Odd from the child's point of view. It is one thing to believe that an unseen but omnipotent man visits all children on Christmas night, leaving gifts. As with the tooth fairy, the mystery is complete; nothing can spoil it, unless a clumsy or drunken daddy be caught - arms full of presents - slumped over the fireguard, or impaled on the poker.
But to meet Father Christmas, to smell his smell, to touch his red coat with its white lining, to experience the human particularities of his grog-blossom nose, or his sagging jowls, his sad, bagged eyes or his faltering hands, must surely jolt the child out of any easy belief in the legend. To make faith even more difficult, the child is expected not just to encounter Santa once, but to meet him again and again, always in a different incarnation: at the department store, the school bazaar, the new, purpose-built super- grotto.
It is odd from Santa's point of view, too.
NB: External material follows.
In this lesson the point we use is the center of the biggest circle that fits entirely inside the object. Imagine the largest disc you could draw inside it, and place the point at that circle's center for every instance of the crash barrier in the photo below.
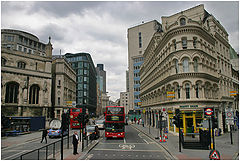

Santas don't believe in Santa Claus (except the one in Miracle On 34th Street). By and large they have no personal stake in the children's belief in Santa, either. To some - the more professional - it is a warm, comfortable (if highly seasonal) way of making a living. They may even take a pride in the material of their costumes, the fluffiness of their beards, the timbre and resonance of their ho-ho-hos. To others it means a temporary shelter, a bit of spending money and company. For the amateurs it is the consequence of being press- ganged by tyrannical women, who will point out that they have done all the shopping, office party arrangements, cooking etc, and that the least a man can do is stick cotton wool on his face and be nice to the kids for half- an-hour.
But I wouldn't do it. The clothes are sweaty, the beard itchy, the children querulous and quarrelsome, the parents maudlin, the posture uncomfortable, the food poor, the drink non-existent, the pretence wearisome.
And I wouldn't do it because, somehow (odd this - oddest of all, really), it would spoil it for me. How can I be Father Christmas?